Pek çok filmi dünyayla birlikte aynı anda vizyona getiren Paribu Cineverse, bu Cuma da birbirinden farklı türde yerli ve yabancı filmleri vizyona getiriyor. Bilim kurgudan gerilime, animasyondan drama kadar önemli yapımların vizyonda olacağı 11 Nisan Cuma günü, sinemaseverlere farklı dünyaların kapılarını aralayacak.

Tekrar vizyona girecek Başlangıç (Inception) ile vizyonun yeni filmleri Amatör (The Amateur), Drop: Kabul Et veya Reddet (Drop), Armand, Cesur Yaga ve Sihirli Dünya ve Çakallarla Dans 7’nin içerisinde bulunduğu 11 Nisan Cuma haftasının vizyon programı şöyle:

*** Christopher Nolan’ın efsaneleşen filmlerinden biri olan Başlangıç (Inception), yeniden vizyona giriyor. Oscar ödüllü bilimkurgu filminin başrolünü bilinçaltına sızarak bilgi çalan bir profesyonel hırsızı canlandıran Leonardo DiCaprio üstleniyor. Uluslararası bir kaçak pozisyonunda olan Cobb’a içinde bulunduğu durumdan kurtulmasını sağlayacak bir fırsat sunulur. Mükemmel bir soygun yerine, Cobb bu sefer tam tersini imkansız ‘başlangıç’ı tamamlamak zorundadır; görevi bir fikri çalmak değil onu yerleştirmektir. Eğer başarırsa, mükemmel suç bu olacaktır…
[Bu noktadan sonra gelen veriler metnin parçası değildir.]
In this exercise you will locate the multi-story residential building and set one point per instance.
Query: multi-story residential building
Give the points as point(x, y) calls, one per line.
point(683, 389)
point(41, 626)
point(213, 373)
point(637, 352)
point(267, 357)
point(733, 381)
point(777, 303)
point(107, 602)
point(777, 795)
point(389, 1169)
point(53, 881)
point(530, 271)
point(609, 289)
*** Yönetmen koltuğunda James Hawes’in oturduğu, başrollerini Rami Malek, Laurence Fishburne ve Rachel Brosnahan’ın üstlendiği Amatör (The Amateur), karısının Londra’daki bir terör saldırısında trajik ölümünün ardından üstlerinden onu takip etmesini talep eden bir CIA kriptografın hikayesini konu ediniyor. Yetkililerin harekete geçmeyi reddetmesi üzerine, Charlie işleri kendi eline alır ve sorumluları bulmak için tehlikeli bir yolculuğa çıkar. Zekası, peşinden koşanlardan kaçmak ve intikamını almak için en güçlü silahı olacaktır.

*** Haftanın gerilim filmlerinden Drop: Kabul Et veya Reddet (Drop), yıllar sonra ilk randevusuna çıkan dul bir anne olan Violet’in başından geçenleri konu ediniyor. Violet, lüks bir restorana vardığında buluşacağı Henry’nin beklediğinden daha çekici ve yakışıklı olduğunu görünce rahatlar. Ancak Violet, telefonuna gelen bir dizi isimsiz mesajla önce sinirlenmeye ve sonra da terörize olmaya başlayınca aralarındaki kimya bozulmaya başlar.

*** Senaristliğini ve yönetmenliğini Halfdan Ullmann Tøndel’in üstlendiği Kuzey Avrupa filmi Armand, ortalığın karışmasına neden olan bir suçlama ile karşı karşıya kalan iki çocuk ve ebeveynlerinin hikayesini konu ediniyor. Okul tatiline kısa bir süre kala okulda meydana gelen bir olayın ardından, genç Armand ve Jon’un ebeveynleri yönetim tarafından çağrılır. İki çocuk hakkında ortaya atılan suçlama ortalığın karışmasına neden olur ancak gerçekte ne olduğunu kimse bilmemektedir. Ebeveynler ve okul personeli ne olabileceğine dair tartışmaya girer ve toplantı kısa sürede kontrolden çıkar. Çok geçmeden kaos oluşur…

*** Çocukların ve animasyon tutkunlarının ilgisini çekecek Cesur Yaga ve Sihirli Dünya, kayıp olan kitabı bulmak için zorlu bir maceraya atılan Cesur Yaga ve dostlarının hikayesini konu ediniyor. Kızıl saçlı Cesur Yaga, mucit kedisi ve neşeli dostlarıyla birlikte masalsı bir krallıkta bulunan küçük bir kulübede yaşar. Sihirde ustalaşmaya çalışan Cesur Yaga, amacına ulaşabilmek için kayıp olan “Sihir Kitabı”nı bulmak zorundadır. Kitap, yıllar önce kötü kalpli Belladonna tarafından çalınmıştır. Yaga ve arkadaşları, kayıp büyü kitabını bulmak için zorlu bir maceraya atılır.

*** Şevket Çoruh, Timur Acar, Murat Akkoyunlu’dan oluşan başrolleriyle çok sevilen Çakallarla Dans serisinin yeni filmi Çakallarla Dans 7, bir güzellik yarışmasının organizasyonunda görev almak için İzmir’e giden ekibin yaşadığı maceraları konu ediniyor.Güzellik yarışmasında kızların kostümleri üzerinde çok sayıda ham pırlantanın bulunması ortalığı karıştırır. Kral Mustafa’nın düzenlediği yarışma, aslında yurt dışı ile gerçekleştireceği ham pırlanta ticaretinin kılıfıdır. Bulduğu pırlantaları ele geçiren Nalan, Çakalların da desteği ile Mustafa’nın krallığını temelinden sarsar.